Już pierwsza scena mną wstrząsneła - pokazali Jackoba w bodajżę XVI wieku podczas rozmowy z kimś innym. Swoim przeciwnikiem, który nie może go zabić. Sytuacja taka sama jak między Widomrem i Benem. Wiemu już że to Jackob jakoś sprowadzil na wyspę Black Rock razem z Ricardusem na pokładzie.
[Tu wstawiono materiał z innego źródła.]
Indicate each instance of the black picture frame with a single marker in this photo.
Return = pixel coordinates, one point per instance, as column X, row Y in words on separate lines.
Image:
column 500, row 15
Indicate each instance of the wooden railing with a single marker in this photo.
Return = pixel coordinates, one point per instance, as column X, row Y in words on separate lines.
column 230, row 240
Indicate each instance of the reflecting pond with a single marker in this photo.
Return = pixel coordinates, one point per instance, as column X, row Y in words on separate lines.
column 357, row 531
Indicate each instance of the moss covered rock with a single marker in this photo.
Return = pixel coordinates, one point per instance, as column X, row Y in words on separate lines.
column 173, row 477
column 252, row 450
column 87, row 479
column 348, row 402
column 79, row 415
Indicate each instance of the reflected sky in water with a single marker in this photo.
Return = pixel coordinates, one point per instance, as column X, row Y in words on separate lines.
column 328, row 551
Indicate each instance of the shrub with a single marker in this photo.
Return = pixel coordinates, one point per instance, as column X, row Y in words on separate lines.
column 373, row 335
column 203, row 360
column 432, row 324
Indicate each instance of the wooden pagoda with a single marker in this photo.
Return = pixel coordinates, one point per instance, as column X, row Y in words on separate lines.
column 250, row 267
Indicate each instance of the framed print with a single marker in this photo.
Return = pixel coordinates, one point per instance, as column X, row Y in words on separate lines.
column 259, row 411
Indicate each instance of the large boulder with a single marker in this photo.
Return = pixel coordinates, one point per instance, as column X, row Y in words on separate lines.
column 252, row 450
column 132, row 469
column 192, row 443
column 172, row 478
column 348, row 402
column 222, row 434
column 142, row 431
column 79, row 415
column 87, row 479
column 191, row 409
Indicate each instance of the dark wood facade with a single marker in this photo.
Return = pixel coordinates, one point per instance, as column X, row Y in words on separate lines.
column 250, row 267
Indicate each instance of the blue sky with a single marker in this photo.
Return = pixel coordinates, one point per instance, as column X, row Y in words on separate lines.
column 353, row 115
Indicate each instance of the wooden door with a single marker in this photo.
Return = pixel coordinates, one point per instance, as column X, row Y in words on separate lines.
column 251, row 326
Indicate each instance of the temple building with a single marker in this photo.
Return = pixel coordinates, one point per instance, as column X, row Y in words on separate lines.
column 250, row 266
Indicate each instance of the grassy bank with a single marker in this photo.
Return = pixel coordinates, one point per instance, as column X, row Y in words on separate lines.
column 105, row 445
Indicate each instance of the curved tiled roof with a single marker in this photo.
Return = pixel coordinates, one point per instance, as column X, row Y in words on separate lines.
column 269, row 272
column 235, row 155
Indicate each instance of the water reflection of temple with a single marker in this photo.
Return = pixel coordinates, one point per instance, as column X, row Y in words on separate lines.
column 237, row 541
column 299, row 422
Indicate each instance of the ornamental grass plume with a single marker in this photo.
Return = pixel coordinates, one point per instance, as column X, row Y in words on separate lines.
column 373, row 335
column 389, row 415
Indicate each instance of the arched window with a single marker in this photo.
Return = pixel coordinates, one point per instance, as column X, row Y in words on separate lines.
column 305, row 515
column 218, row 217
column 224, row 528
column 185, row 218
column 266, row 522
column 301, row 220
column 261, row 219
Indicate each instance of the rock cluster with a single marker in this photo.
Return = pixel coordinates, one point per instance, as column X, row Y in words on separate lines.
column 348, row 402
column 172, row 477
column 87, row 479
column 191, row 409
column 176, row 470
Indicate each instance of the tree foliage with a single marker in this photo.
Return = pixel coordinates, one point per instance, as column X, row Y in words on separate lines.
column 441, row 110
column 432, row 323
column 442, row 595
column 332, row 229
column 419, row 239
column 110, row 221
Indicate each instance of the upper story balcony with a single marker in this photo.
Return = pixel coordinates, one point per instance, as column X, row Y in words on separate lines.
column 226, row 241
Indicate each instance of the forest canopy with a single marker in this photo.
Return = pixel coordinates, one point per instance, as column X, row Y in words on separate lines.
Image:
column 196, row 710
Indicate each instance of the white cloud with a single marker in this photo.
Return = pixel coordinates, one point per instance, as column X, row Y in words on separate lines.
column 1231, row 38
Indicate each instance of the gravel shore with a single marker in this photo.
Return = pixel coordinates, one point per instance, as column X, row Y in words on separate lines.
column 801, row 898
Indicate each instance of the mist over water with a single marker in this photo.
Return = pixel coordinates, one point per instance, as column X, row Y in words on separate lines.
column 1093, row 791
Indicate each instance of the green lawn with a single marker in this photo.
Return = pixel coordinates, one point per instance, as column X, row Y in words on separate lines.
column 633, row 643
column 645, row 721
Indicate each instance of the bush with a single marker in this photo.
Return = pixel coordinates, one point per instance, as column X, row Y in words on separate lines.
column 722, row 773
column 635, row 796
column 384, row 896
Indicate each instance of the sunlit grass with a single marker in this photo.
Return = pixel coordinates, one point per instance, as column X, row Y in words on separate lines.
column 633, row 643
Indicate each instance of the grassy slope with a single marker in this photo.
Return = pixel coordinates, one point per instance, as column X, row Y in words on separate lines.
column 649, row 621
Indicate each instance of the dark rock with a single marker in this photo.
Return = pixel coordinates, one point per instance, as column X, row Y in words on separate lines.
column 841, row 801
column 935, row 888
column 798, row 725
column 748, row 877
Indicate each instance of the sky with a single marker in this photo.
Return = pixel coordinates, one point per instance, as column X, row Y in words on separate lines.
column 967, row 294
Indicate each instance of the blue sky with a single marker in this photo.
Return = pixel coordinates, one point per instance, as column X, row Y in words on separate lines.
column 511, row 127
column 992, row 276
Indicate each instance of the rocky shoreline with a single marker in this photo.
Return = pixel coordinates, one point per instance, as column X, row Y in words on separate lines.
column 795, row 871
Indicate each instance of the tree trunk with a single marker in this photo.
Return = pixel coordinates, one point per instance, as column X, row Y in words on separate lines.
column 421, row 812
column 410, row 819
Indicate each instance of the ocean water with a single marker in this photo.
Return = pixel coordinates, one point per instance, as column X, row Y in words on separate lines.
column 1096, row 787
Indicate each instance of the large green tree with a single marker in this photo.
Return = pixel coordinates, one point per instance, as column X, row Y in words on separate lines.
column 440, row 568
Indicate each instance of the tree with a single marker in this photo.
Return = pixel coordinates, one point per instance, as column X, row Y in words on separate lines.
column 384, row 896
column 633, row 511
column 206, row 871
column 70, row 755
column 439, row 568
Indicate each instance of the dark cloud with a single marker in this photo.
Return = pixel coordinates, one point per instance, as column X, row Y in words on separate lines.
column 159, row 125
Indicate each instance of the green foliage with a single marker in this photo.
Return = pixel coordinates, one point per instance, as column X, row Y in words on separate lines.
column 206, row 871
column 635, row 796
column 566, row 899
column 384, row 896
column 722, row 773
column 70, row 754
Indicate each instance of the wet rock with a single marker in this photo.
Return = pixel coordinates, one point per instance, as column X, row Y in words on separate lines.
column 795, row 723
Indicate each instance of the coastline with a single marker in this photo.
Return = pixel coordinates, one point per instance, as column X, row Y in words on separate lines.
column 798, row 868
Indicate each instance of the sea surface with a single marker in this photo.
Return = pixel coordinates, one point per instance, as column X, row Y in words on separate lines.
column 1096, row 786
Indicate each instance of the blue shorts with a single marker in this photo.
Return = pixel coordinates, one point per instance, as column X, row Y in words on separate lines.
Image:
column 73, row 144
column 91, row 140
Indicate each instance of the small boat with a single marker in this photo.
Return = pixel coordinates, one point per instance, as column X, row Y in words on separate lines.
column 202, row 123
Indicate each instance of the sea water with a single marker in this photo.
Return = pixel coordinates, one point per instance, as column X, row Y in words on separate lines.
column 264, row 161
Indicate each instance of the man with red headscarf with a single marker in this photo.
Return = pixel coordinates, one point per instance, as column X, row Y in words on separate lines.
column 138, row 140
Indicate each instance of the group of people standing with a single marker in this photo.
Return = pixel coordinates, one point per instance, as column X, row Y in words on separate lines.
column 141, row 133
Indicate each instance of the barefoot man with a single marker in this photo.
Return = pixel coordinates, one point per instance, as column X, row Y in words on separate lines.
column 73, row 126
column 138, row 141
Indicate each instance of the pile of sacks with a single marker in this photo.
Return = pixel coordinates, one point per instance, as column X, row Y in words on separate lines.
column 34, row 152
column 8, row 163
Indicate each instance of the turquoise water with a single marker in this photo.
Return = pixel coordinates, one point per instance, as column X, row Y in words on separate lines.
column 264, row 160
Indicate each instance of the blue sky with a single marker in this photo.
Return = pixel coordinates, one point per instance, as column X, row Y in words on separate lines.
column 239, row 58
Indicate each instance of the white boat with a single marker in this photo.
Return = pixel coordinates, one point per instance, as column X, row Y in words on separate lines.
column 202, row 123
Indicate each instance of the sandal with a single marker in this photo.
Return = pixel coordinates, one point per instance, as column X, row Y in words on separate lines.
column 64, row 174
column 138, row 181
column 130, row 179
A przynajmniej tak mi się wydaję.
Reszta flashbacków związanych z jackobem też niezła - na ich podstawie mogę powiedzieć że to on zaaranżowal kto ma się pojawić na wyspię, kto ma wrócić(wiadomo skąd Hugo ma gitarę) i że to on wysłał Ilianę. Czyli że to jednak nie jest Dharma i Widmore nie miał z tym nic wspólnego.
Nie daje mi tylko spokoju jedna rzecz - Jackob już się pojawił w którymś odcinku, a nie mogę skojażyć kiedy.
Nie nawidzę Kate za to co zrobiła, przez nią Juliet i Sayer wrócili na wyspę i pomogli w akcji Jacka.
Podobało mi się też nawiązanie do finalu 2 sezonu jak Juliet mówi jego tytul do Sayera - live together, die alone.
Miles jednak zadał bardzo dobre pytania - czy przypadkiem nie doprowadzili do tego czego chcieli uniknąć.
Podobała mi się scena jak Sun znajduje pierścień Charliego w starym łóżku Aarona. Szkoda że Claire się nie pojawiła w odcinku, ale trudno.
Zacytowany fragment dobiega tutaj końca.